Abstract

Abstract Peter Wood was an exceptional scientist who helped lay the foundation for our understanding of the health benefits of soluble fiber. As a carbohydrate chemist, he developed methods to characterize polysaccharides and used them to better understand the structure and behavior of cereal (1→3)(1→4)-β- d -glucans. With collaborators, he demonstrated the distribution of these mixed linkage β-glucans in cereal grains and food products.
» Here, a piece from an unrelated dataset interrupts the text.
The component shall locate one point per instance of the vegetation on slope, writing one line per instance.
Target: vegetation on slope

He studied the behavior of β-glucans in solution and demonstrated that, like other high molecular weight polymers, they exhibited shear thinning behavior and viscosity increased exponentially with increasing concentration. By using size exclusion chromatography, with post-column calcofluor detection, Peter was able to determine the molecular weight distributions of β-glucans in unpurified extracts. He investigated the differences in fine structure among oat, barley, rye and wheat β-glucans and showed that the differences influenced the gelation properties of these polymers. He drew together multi-disciplinary collaborations to investigate how the physico-chemical characteristics of oat β-glucans influenced their ability to attenuate post-prandial blood glucose levels and lower serum cholesterol concentrations. Using oat gum extracts which Peter and coworkers had produced, they demonstrated that β-glucan was the major bioactive component of oat bran which affected blood glucose and cholesterol levels in humans. A series of clinical trials showed that solubility and molecular weight of oat β-glucan were modified by food processing, which in turn affected bioactivity. Peter's dedication to excellent science and drive to establish the underlying mechanisms of health benefits of oat fiber have provided us with a wealth of knowledge for future research.